Larry Colton
Quick Facts
Biography
Lawrence Robert "Larry" Colton (born June 8, 1942), a one-time professional baseball player, is a writer and educator in Portland, Oregon, United States. Signed as a pitcher by the Philadelphia Phillies in 1964, Colton played college ball at the University of California, where he still holds the single game strikeout record (19). In 1965, he married Denise Loder, daughter of the actress Hedy Lamarr. A shoulder separation ended his big league career after a single appearance in relief for the Phillies.
Baseball career
Colton played for the Philadelphia Phillies in 1968. He played for Phillies farm team the Eugene Emeralds in 1965 when it was a Class A-Short Season Northwest League team and again in 1969 when it was a triple-A Pacific Coast League team.
Writing career
Larry Colton has published hundreds of magazine articles for publications including Esquire, New York Times, Sports Illustrated and Ladies Home Journal. The author of five books, Colton was the recipient of the 2013 Stewart H. Holbrook Literary Legacy Oregon Book Award from Oregon Literary Arts. The award honors not only his achievements as a writer, but also his work as the founder of the literary festival and writing program, Wordstock. His book Counting Coup earned him Frankfurt eBook Award in non-fiction in 2000.
Idol Time
Colton's first book, Idol Time, examined the aftermath of the Portland Trailblazers' 1977 NBA championship, and while it reached primarily a regional audience, it foreshadowed the narrative approach Colton would apply in subsequent works.
Goat Brothers
Goat Brothers, published by Doubleday in 1993, examined the lives of Colton and a select group of his fraternity brothers at the University of California from their college days in the early 1960s until the end of the 1980s.
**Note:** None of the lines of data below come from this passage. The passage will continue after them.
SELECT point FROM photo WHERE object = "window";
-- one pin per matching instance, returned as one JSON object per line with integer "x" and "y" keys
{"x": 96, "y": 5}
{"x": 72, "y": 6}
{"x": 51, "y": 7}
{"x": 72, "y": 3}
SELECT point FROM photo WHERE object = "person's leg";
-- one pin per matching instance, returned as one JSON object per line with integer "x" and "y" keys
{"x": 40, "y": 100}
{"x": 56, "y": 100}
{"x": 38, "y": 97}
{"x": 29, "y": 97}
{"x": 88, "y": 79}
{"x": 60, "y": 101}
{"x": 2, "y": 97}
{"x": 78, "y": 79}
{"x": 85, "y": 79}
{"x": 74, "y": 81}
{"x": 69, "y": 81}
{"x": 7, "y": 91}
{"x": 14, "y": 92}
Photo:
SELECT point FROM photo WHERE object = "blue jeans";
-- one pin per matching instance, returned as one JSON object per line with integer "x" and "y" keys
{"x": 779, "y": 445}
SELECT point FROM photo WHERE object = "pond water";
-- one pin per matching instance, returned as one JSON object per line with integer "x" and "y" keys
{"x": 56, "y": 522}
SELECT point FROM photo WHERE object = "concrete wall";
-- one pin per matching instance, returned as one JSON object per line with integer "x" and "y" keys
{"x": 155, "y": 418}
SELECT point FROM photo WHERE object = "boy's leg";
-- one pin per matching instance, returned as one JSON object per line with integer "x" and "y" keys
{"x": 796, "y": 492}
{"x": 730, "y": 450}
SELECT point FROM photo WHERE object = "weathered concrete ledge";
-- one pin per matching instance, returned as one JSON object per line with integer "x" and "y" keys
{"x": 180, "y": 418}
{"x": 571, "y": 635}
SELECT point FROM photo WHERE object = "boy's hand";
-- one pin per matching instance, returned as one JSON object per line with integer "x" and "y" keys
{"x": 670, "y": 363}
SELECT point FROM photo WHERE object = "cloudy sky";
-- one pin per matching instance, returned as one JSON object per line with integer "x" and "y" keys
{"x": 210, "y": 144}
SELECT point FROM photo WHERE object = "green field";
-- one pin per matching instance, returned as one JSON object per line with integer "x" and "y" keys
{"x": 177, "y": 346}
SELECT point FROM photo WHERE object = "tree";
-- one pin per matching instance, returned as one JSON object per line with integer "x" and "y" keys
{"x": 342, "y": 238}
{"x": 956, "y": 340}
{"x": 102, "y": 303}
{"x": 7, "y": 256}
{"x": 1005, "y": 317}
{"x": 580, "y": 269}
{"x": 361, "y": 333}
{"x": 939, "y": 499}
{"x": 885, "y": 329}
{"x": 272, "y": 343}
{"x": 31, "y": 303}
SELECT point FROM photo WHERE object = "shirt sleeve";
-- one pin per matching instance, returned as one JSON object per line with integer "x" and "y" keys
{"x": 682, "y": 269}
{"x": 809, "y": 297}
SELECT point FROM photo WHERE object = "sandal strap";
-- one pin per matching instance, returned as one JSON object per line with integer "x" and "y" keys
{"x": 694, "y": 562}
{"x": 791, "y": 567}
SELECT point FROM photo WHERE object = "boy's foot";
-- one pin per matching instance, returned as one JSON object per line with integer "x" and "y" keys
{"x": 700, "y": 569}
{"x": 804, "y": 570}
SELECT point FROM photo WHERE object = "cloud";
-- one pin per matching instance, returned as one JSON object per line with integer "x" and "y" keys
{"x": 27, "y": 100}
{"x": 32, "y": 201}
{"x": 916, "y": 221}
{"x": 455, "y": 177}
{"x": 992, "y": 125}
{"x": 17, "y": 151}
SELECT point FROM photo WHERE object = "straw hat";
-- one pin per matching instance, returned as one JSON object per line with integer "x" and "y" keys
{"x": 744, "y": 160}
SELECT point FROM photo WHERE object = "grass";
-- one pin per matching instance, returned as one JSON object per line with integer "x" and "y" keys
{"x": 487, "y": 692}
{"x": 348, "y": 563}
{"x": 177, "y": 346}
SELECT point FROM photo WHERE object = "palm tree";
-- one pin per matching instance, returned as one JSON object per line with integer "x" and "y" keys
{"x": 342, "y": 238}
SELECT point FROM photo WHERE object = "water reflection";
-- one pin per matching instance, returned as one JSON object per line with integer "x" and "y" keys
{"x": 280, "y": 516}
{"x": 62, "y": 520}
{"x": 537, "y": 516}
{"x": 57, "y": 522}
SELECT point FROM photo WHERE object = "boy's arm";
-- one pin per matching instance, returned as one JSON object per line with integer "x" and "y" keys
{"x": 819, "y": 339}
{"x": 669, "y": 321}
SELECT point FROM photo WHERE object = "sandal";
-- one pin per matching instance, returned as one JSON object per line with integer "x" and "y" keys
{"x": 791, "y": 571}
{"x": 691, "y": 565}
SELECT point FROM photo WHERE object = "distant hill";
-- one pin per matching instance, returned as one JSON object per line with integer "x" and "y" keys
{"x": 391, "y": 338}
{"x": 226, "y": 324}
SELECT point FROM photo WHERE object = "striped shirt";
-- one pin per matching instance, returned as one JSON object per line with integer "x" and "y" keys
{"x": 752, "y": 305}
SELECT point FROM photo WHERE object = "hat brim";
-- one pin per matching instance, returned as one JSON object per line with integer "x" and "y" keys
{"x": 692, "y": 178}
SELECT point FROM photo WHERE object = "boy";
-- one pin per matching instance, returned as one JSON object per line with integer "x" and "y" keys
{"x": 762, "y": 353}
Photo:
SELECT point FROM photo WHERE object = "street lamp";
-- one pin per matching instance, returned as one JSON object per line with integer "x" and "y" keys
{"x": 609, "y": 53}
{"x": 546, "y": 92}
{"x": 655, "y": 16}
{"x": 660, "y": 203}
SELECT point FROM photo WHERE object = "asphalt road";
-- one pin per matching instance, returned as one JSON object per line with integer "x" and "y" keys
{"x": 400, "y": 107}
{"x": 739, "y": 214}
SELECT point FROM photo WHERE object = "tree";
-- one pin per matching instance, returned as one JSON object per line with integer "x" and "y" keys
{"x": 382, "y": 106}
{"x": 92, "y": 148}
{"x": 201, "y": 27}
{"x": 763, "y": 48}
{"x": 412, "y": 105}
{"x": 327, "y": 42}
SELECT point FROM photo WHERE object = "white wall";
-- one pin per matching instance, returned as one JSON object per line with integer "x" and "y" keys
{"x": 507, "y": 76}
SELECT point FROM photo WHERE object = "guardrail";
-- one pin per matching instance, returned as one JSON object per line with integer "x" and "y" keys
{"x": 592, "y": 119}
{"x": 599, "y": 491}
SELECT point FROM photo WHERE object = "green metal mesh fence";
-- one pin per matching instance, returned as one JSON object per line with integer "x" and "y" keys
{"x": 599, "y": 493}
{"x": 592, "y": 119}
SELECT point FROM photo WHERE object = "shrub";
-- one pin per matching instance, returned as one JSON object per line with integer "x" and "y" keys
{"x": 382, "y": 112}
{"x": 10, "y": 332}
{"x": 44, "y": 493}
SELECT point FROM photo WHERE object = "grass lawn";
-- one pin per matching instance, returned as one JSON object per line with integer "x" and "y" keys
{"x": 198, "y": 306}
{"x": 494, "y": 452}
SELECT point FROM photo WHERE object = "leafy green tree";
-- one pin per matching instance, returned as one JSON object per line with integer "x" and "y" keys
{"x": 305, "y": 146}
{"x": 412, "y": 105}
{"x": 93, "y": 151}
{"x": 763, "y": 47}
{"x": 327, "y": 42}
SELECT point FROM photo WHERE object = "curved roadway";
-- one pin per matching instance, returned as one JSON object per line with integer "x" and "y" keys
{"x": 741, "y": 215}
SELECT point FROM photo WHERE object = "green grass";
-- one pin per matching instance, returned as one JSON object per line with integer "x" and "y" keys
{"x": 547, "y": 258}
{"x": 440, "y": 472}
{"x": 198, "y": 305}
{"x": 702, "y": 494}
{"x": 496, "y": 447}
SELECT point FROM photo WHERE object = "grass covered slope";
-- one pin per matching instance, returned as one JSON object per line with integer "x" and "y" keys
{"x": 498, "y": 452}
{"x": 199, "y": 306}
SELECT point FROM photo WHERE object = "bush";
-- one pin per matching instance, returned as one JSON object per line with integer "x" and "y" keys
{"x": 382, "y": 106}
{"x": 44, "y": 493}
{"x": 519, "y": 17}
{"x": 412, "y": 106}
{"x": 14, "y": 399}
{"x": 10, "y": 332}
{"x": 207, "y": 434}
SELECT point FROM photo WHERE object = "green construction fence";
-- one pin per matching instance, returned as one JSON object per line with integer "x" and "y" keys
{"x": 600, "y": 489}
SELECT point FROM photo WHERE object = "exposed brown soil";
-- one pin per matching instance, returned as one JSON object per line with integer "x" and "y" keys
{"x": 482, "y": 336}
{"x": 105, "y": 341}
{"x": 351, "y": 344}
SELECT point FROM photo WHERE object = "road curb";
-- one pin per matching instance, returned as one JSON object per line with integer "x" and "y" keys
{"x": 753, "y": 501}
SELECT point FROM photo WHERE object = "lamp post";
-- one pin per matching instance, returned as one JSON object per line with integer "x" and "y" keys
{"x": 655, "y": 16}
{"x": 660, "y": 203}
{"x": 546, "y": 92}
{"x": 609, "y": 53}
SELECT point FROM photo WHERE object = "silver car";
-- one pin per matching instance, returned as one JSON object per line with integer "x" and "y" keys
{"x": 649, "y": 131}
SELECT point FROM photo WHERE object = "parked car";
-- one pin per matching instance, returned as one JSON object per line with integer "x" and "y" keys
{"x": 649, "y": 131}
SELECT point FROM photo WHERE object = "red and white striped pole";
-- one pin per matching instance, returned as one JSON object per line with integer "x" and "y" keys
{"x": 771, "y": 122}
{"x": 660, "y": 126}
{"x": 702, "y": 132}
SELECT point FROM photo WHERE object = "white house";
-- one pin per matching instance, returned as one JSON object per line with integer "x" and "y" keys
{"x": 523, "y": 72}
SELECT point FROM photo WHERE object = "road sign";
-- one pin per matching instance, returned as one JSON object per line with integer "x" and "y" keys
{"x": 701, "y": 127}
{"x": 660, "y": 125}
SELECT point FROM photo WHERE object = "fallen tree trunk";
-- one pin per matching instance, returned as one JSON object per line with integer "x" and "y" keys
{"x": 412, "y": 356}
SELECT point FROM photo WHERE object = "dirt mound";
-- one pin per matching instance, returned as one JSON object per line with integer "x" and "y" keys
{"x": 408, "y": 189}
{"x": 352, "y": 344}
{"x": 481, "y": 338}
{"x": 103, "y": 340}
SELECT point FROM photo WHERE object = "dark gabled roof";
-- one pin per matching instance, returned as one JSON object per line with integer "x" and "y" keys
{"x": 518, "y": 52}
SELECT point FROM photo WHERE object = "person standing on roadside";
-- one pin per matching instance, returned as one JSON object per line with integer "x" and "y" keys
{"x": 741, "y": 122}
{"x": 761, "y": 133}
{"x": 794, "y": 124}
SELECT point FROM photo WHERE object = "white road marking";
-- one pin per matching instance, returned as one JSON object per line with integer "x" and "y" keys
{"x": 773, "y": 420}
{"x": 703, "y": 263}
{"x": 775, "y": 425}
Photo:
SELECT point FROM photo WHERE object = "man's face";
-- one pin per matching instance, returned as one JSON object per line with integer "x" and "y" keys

A main selection of the Book-of-the-Month Club, Goat Brothers was described in Entertainment Weekly as "engaging" and "compulsively readable." Publishers Weekly said of the book "Colton powerfully tells the stories of the five men's search for self-worth, their difficulty in communicating their feelings, and their anger toward women.
Counting Coup
Colton's third book, Counting Coup, again focused on group dynamics, but in this case rather than observing a group of prominent men, Colton chronicled the dramatic season of a high school girls' basketball team in Montana. The team's star was the descendent of a Crow scout at Little Big Horn. Sharon LaForge's charisma animates Colton's account of the Hardin Lady Bulldogs' quest for a state championship. The book received excellent reviews. Katherine Dunn, author of Geek Love, observed that Colton placed his subjects "in the intricately tangled social contexts that lend weight and meaning far beyond the game." Counting Coup won the 2000 International E-Book of the Year Award.
No Ordinary Joes
No Ordinary Joes is Colton's 2010 account of the sinking of the US Navy submarine USS Grenadier, a little-known episode of World War II. Based on extensive interviews with several of the survivors, No Ordinary Joes borrows from the narrative strategy of Goat Brothers to tell the interlocking stories of four shipmates on the Grenadier, from their childhoods through enlistment, courtships and deployment, and on to the horrors of life in a Japanese slave labor camp. "The book's content is fresh", wrote a reviewer in The Oregonian, "and the narrative is superb." NPR said of the book, "The book recounts the soldiers' harrowing experiences as POWs, but it is also, at its core, an incredible love story."
Southern League
Colton's 2013 book returns to his baseball roots. The story of the 1964 Birmingham Barons, Southern League sets the season of the first integrated professional baseball team in Alabama in the context of the Civil Rights Movement and the struggle for racial equality. While the pennant race gives the book its narrative momentum, the counterpoint provided by Colton's research into Birmingham's complicated racial past gives poignancy to the friendships formed among the players, black and white, and the team's affection for its young manager, Haywood Sullivan, a white Alabaman who would go on to own the Boston Red Sox. Two-time Pulitzer-prize winning reporter Richard Ben Cramer, wrote of Southern League: "When I read Counting Coup, I was staggered by Larry Colton's ability to persuade a group of high school girls to share their heart's secrets, so I am not surprised that for Southern League he could get a bunch of aging baseball players to remember the hopes and fears of their minor league days. The breadth of Colton's reporting here, placing the Birmingham Barons' 1964 season squarely into the context of the civil rights era, is a narrative tour de force."